Emban Cindhe Emban Siladan

Kata “mengemban” yang dikala ini sering kita dengar yakni “mengemban tugas”. Pengertiannya yakni memegang amanah untuk menjalankan tugas. Tugasnya juga bukan kiprah skala kecil seumpama disuruh beli rokok, melainkan kiprah yang terkait dengan keharusan negara. “Ngemban” dalam bahasa Jawa yakni salah satu cara menggendong bayi. “Biyung emban” yakni perempuan pemomong, biasanya momong sekar kedaton di keputren.

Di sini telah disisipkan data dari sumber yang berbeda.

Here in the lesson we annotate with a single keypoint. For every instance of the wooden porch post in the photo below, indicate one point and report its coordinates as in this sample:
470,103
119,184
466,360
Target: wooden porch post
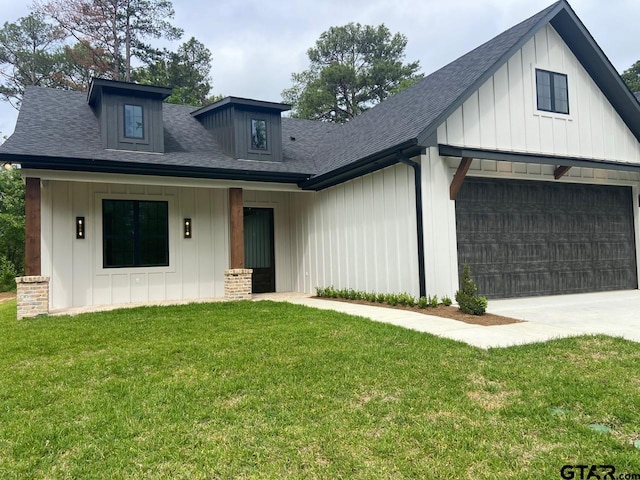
32,227
236,226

Dewasa ini alat penggendong bayi beranekaragam jenisnya. Posisi bayi pun bisa dibentuk beraneka macam, mau di belakang, di depan atau di samping seluruhnya bisa. Pada jaman dahulu biasanya bayi diemban pakai selendang. Dengan selendang pun posisi bayi juga bisa bermacam-macam. Selendang untuk mengemban bayi tentusaja berlainan dari selendang yang dipakai untuk resepsi. Mestinya lebih lebar dan lebih berdampak sehingga bisa menahan berat tubuh bayi dan cukup panjang untuk diikat di pundak.Yang terang selendang yang dibikin dari kain.

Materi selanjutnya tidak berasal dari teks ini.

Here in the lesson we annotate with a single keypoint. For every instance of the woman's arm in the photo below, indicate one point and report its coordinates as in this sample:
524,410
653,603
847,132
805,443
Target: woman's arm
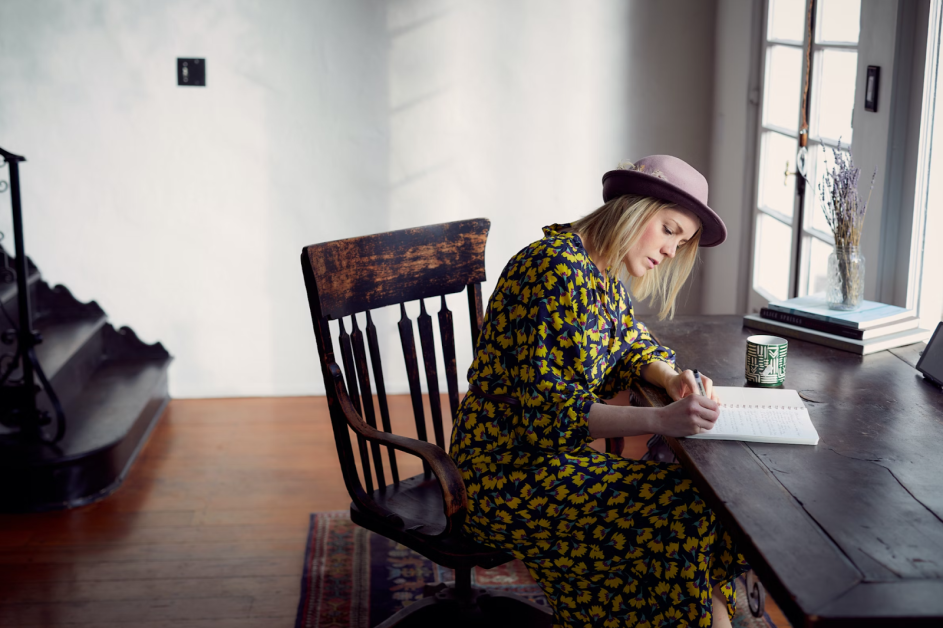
678,385
692,415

Kain “Cindhe” tentusaja kain yang bagus, lunak, dan bayi jikalau diemban pakai kain cinde mungkin lebih comfort dan tidur dalam gendongan lebih nyenyak. Sementara “siladan” bukan kain. “Siladan” yakni bambu yang dipotong tipis memanjang. Bila dianyam renggang menjadi kreneng (lihat gambar di samping) yang dahulu biasanya untuk wadah gudeg kendil.

Memang tidak ada bayi diemban pakai “siladan”. Andaikan ada alasannya yakni tepi bilah tipis bambu niscaya tajam dan keras, kulit bayi yang masih lembut pastinya akan terluka bila diemban pakai “siladan”. Ungkapan ini cuma untuk menggambarkan dua kutub ekstrim. Yang satu diemban pakai “cindhe” yang lain pakai “siladan”. Gambaran orang yang tidak adil, orang yang pilih kasih.

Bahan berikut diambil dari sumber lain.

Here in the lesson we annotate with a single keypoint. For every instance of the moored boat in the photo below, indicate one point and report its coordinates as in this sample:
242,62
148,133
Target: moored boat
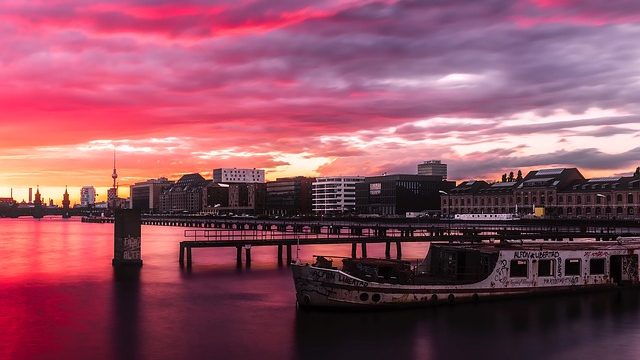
468,272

“Pilih kasih” bisa terjadi di mana saja. Mulai dari rumah hingga ke kawasan kerja. Orang renta bisa saja bertindak pilih kasih terhadap anak yang satu dengan lainnya. Yang satu nampaknya lebih disayang. Mungkin alasannya yakni lebih cantik, atau lebih pandai, atau pernah sakit keras, hal-hal lain yang mengakibatkan orang renta lebih memberi perhatian pada anak yang satu dibanding satunya.

Demikian pula pilih kasih di kawasan kerja. Mungkin staf yang ini cara kerjanya cepat, alhasil bagus dan senantiasa siap kapan saja maka banyak kiprah penting kita berikan padanya. Kemudian kawan yang lain merasa dikesampingkan. Ada saja hal yang mengakibatkan seorang lebih erat terhadap atasan baik alasannya yakni sesuatu yang positif maupun yang negatif.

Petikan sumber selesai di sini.